Es un ave de fuerte diformismo sexual, es decir, presentan grandes diferencias los machos de las hembras más allá de los órganos reproductivos, la anatomía, morfología o comportamiento, principalmente por la selección sexual.
También es un ave de mutaciones genéticas, pudiendo encontrarse variaciones de color, el pavo real azul pero también el pavo real opal arlequín plateado, o el blanco, bronce, cameo, de jade, peach, púrpura, taupe, opal, etc.
La exótica ave criada en cautiverio llegó a México en el siglo XIX, la inteligencia artificial dice que se ha naturalizado en algunas zonas como en el Valle de Guadalupe y en la Ciudad de México, símbolo que se asocia frecuentemente con la aristocracia, la realeza y la nobleza en diversas culturas por su majestuosa belleza, su realeza y estatus pues en la mitología griega el pavo real estaba consagrado a Hera, la reina de los dioses y en la India es un símbolo nacional que recuerda el poder, la opulencia y el honor, además de representar orgullo y vanidad, apareciendo en el arte y la heráldica como un emblema de alto estatus y dignidad.
Hace días todos los mexicanos volvimos a ver un ejemplar pavoneándose en la finca “La Chingada” del expresidente Andrés Manuel López Obrador junto con varias gallinas en el breve mensaje en el que nos dio a conocer su último libro titulado “Grandeza” el cual, sin duda, sería interesante leer.
El pavo real de «La Chingada» adornaba el video más nunca se le cruzó por delante al ex mandatario como si entendiera que su lugar dentro de la toma era atrás, siempre atrás; como historiadora que soy no dejé de observar todos los objetos y animales que lo acompañaban, la mesa, su libro en cuya portada se observa una colosal cabeza Olmeca, la taza de café, fruto de zonas tropicales, su mecedora de caoba fuerte que todos los que vivimos en el sureste hemos tenido en casa, lo verde del jardín cuyo color sólo se ve en zonas en las que abunda el agua, las gallinas que simbolizan en contraste con el pavo real la protección, el cuidado, la vigilancia o incluso el despertar; intenté por un momento darle significado a todo.

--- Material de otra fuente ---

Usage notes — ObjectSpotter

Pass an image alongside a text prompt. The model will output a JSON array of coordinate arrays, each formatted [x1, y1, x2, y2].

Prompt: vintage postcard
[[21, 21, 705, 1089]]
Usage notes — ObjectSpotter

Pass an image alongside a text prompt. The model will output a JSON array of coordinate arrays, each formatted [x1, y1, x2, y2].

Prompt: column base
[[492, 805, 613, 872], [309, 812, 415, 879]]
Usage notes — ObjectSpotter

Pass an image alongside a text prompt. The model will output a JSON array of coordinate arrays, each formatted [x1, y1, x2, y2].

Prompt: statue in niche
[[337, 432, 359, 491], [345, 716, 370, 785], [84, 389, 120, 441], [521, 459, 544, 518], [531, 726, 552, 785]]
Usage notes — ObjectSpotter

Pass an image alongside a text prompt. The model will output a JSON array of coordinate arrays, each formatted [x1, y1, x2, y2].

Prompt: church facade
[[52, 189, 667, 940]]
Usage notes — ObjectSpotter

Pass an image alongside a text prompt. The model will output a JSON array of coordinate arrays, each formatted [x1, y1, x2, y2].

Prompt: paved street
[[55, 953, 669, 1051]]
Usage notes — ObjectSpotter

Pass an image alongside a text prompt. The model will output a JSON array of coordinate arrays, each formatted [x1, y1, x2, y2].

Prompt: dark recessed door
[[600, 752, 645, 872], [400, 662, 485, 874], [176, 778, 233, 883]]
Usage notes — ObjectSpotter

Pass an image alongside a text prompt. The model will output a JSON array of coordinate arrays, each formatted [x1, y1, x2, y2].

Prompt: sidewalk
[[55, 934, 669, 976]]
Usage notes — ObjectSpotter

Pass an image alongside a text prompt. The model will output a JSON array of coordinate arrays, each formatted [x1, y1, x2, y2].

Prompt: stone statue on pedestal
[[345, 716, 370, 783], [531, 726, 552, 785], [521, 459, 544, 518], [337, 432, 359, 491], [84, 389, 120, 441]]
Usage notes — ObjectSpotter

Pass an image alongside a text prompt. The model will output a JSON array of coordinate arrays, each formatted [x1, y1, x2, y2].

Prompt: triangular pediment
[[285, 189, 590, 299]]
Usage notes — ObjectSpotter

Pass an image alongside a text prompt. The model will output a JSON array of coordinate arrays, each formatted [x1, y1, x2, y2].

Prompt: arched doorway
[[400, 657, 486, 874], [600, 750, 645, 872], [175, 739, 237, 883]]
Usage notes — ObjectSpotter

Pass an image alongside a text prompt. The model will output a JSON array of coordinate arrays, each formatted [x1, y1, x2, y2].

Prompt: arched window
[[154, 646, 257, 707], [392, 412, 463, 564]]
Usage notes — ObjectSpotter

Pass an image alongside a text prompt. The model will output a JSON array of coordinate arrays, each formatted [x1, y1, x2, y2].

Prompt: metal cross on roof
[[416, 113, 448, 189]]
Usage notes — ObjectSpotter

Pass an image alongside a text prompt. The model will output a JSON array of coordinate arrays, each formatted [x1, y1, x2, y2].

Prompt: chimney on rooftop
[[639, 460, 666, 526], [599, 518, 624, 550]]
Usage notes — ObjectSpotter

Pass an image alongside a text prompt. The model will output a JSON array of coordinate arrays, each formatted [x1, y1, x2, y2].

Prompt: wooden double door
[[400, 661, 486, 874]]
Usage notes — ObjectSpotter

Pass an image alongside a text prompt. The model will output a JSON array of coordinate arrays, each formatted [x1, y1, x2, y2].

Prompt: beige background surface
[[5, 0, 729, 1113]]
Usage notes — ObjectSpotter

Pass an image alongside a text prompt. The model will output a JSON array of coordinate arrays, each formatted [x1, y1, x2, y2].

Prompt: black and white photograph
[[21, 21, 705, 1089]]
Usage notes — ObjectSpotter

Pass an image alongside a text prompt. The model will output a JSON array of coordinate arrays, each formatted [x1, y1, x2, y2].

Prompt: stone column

La composición junto con su mensaje cargado de historia sin duda fue espectacular, pero eso no todas las personas lo pueden percibir; su regreso momentáneo después de tanto tiempo de ausencia a más de dos nos volvió a causar admiración porque guste o no guste AMLO sigue siendo un personaje que no pasa desapercibido, de aura fuerte, hombre con una emanación inmaterial cargada de pensamientos y emociones.